Ein paar Sempervivum-Tipps für "Anfänger".
1.Farbe und Färbung – der größte Hingucker
Sempervivum gibt es in allen erdenklichen Tönen: von frischem Grün über Blaugrün und Grau bis zu intensiven Rot-, Violett- und fast schwarzen Nuancen. Viele Sorten verändern ihre Farbe je nach Sonneneinstrahlung, Trockenstress oder Jahreszeit – im Winter oder bei starker Sonne werden sie oft noch intensiver. Tipp: Rote Sorten wie ‚Ruby Heart‘ bringen tolle Kontraste, während grüne oder blaue für ein ruhigeres Bild sorgen. Starte mit einer Mischung, um zu sehen, was dir am besten gefällt!

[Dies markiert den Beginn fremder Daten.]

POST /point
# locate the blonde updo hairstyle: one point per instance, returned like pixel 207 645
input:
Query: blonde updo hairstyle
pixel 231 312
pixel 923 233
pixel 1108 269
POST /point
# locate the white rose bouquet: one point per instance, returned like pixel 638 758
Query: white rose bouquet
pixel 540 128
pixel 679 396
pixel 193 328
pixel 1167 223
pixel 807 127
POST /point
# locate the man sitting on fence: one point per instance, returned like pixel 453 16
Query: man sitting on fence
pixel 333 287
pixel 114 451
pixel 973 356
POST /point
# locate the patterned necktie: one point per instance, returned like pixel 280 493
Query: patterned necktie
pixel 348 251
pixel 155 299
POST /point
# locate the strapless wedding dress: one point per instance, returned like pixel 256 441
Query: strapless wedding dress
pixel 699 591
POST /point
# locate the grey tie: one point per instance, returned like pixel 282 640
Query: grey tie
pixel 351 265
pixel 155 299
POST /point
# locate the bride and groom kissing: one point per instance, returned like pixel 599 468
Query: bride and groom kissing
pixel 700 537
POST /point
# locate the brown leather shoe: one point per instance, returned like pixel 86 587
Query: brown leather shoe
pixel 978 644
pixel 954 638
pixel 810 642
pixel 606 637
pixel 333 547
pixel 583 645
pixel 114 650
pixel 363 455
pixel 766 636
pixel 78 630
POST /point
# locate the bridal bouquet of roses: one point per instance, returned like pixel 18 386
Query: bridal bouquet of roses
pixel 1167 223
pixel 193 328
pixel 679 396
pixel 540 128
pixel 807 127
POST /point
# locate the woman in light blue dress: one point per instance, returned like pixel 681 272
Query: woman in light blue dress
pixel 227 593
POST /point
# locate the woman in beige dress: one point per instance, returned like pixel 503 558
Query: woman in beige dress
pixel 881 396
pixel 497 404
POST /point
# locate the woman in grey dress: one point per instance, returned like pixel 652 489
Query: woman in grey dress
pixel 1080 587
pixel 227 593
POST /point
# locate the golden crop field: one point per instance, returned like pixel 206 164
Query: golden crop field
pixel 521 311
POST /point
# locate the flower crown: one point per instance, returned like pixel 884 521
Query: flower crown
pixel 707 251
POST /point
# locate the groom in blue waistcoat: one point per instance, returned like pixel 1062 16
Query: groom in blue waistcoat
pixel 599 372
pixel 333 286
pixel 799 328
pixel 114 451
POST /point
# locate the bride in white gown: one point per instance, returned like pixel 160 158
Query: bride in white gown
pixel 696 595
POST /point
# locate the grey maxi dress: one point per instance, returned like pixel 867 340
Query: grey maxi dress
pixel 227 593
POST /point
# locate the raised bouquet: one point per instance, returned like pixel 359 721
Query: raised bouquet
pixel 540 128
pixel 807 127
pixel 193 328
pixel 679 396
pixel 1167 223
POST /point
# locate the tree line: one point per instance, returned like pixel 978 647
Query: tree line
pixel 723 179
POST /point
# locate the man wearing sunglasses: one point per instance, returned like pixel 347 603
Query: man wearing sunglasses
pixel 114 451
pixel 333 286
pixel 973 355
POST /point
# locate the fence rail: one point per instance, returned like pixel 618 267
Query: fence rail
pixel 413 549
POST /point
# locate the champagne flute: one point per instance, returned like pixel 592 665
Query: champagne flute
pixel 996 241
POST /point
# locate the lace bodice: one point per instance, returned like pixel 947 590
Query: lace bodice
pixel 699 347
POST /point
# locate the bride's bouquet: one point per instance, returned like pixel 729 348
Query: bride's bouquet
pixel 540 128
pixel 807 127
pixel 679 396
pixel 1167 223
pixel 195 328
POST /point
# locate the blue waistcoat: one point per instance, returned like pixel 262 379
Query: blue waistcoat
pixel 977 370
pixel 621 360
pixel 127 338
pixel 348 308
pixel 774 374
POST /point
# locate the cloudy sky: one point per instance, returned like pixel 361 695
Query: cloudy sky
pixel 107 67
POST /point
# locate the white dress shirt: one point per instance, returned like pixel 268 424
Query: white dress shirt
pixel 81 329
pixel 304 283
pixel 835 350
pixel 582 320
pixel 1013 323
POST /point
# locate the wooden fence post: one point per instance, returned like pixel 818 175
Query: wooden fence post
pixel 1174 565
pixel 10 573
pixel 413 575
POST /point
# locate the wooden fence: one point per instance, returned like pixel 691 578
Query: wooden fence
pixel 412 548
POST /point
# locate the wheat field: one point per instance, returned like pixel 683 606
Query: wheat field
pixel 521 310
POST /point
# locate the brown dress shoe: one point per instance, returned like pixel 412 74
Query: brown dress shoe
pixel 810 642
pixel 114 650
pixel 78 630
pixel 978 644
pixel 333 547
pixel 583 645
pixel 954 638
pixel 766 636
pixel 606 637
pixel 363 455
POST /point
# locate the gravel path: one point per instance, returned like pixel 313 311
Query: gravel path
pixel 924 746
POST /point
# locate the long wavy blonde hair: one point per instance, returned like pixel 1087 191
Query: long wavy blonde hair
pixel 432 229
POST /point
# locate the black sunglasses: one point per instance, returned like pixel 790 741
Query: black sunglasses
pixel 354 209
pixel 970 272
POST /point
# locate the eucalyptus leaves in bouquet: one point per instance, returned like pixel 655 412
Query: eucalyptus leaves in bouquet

2.Rosettengröße und Wuchsform
Kleine Rosetten (bis 5 cm): Perfekt für enge Plätze wie Mauerritzen oder Mini-Arrangements. Mittlere bis große Rosetten (bis 20 cm): Ideal als Solitär oder in Steingärten. Wüchsigkeit: Manche werfen schnell viele Ableger und eignen sich super als Bodendecker. Andere bleiben kompakt – gut für begrenzte Sammlungen. Besonders faszinierend: Die Spinnweb-Hauswurz (Sempervivum arachnoideum) mit ihren weißen Fäden, die wie ein Spinnennetz aussehen.
3.Der richtige Einsatzort
Sempervivum sind extrem robust, aber der Standort entscheidet über den Erfolg: Steingarten oder Trockenmauer: Robuste, flächendeckende Sorten mit mittlerer Größe. Töpfe, Schalen oder kreative Container: Hier kannst du mit Farben und Größen spielen – ein bunter Mix sieht immer toll aus! Extremstandorte (z. B. Dachbegrünung): Klassiker wie Sempervivum tectorum halten Hitze und Kälte stand. Wichtig: Kein langer Schatten und keine Staunässe – das mögen sie gar nicht!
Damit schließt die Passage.